Besonders kompliziert ist es bei der Telekom

Bei Unternehmen, die in mehreren Branchen tätig sind, kann es dabei schon mal zu merkwürdigen Ergeb­nissen kommt. So nimmt die Deutsche Telekom AG zum Beispiel an der schon lange existierenden Schlichtung bei der Bundesnetzagentur teil, wenn ein Kunde Probleme bei der Rufnummern­mitnahme hat, es Streit über die Rechnung gibt oder der Telefon­anschluss gestört ist.

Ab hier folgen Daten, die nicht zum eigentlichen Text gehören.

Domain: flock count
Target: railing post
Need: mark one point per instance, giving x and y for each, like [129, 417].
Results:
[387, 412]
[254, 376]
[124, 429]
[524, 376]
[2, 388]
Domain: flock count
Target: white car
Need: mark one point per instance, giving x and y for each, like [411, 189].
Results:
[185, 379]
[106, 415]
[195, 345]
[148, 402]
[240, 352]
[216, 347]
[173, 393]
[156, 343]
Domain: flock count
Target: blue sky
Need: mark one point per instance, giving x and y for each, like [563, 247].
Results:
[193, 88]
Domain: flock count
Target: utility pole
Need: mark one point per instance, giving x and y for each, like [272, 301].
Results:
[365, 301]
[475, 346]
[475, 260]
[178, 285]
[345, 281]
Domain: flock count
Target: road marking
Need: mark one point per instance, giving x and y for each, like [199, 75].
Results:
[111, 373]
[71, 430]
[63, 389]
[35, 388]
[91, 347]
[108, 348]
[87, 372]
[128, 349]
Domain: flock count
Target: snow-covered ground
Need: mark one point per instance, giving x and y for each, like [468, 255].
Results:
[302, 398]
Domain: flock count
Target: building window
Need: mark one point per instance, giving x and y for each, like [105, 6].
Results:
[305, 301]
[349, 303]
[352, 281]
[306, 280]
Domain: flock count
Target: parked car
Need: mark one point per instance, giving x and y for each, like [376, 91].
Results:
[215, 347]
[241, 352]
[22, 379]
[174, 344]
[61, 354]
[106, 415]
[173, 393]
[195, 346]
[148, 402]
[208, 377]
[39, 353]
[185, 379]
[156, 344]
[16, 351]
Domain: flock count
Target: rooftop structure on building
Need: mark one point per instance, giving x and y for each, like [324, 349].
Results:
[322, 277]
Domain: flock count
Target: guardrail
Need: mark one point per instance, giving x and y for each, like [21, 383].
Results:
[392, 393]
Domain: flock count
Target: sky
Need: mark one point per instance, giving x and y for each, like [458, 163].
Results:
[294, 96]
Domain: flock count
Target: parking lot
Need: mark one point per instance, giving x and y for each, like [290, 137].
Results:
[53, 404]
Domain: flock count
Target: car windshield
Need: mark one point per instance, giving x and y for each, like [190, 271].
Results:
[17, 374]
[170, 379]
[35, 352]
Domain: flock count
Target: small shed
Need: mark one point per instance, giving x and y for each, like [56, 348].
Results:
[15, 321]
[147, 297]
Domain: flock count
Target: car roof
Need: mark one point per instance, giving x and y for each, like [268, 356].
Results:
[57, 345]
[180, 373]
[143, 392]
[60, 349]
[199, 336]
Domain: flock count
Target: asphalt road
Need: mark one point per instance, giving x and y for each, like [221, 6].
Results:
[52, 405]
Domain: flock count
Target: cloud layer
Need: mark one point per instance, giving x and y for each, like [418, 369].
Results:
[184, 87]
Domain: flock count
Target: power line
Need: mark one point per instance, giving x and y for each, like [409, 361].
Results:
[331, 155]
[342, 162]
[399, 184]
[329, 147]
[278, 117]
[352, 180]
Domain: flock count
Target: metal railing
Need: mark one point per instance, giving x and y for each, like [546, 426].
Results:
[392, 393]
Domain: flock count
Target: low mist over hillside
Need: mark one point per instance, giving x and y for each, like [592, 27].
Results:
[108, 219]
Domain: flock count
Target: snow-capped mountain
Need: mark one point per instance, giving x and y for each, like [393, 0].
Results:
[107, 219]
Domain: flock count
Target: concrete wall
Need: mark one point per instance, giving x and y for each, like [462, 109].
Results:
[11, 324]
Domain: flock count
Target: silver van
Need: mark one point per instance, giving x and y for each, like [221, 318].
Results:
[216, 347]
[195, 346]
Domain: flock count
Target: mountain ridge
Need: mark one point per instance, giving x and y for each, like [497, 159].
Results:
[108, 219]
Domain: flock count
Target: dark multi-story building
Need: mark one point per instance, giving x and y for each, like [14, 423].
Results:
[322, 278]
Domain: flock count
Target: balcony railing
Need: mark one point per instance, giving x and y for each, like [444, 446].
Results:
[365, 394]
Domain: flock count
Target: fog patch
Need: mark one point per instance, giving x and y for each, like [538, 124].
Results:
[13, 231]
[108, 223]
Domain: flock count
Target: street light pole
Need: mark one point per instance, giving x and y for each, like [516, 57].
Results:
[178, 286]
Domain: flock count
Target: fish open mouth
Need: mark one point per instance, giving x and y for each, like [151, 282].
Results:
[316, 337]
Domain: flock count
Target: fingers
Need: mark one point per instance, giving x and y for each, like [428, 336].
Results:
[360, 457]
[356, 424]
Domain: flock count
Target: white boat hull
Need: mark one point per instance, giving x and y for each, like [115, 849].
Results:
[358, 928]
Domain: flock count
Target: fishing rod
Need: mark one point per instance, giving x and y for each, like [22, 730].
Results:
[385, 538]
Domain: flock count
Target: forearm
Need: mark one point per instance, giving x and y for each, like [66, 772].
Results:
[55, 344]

Beschwert sich der gleiche Telekom-Kunde, weil sein im Telekom-Shop gekauftes Handy trotz Defekts nicht umge­tauscht wird, steht er unter Umständen blöd da: Für diese Geschäfte verweigert die Telekom derzeit nämlich die Teil­nahme an der Allgemeinen Verbraucher­schlichtungs­stelle.

Fazit: Von einer Schlichtung profitieren letzt­lich alle

Die Weigerung vieler Unternehmen, am Schlichtungs­verfahren teil­zunehmen, klingt sehr nach Ausrede. Wenn es, wie die Händler sagen, nie ernste Probleme mit Kunden gibt, müsste die Teil­nahme an der Verbraucher­schlichtung für die Unternehmen mit wenig Aufwand möglich sein. Die seit Jahren erfolg­reich arbeitenden Schlichtungs­stellen der privaten Banken und Versicherungen machen es vor. Die über­wiegende Anzahl der privaten Banken und Versicherungs­gesell­schaften nimmt an der Verbraucher­schlichtung teil. Anders als bei der Allgemeinen Verbraucher­schlichtungs­stelle in Kehl ist der Schlichter­spruch für die teilnehmenden Banken und Versicherungen sogar bindend.

Sogar die deutschen Fluggesell­schaften, die viele Jahre in Verweigerungs­haltung verharrten, haben sich vor drei Jahren dazu durch­ringen können, an der Schlichtung bei der privaten Schlichtungsstelle für den öffentlichen Personenverkehr (SÖP) teil­zunehmen. Offen­bar sind all diese Branchen irgend­wann zu der Erkennt­nis gelangt, dass sie unterm Strich von diesem alternativen Weg der Konfliktlösung profitieren. Was Banken, Versicherungen und Air­lines möglich ist, sollten auch die Händler schaffen.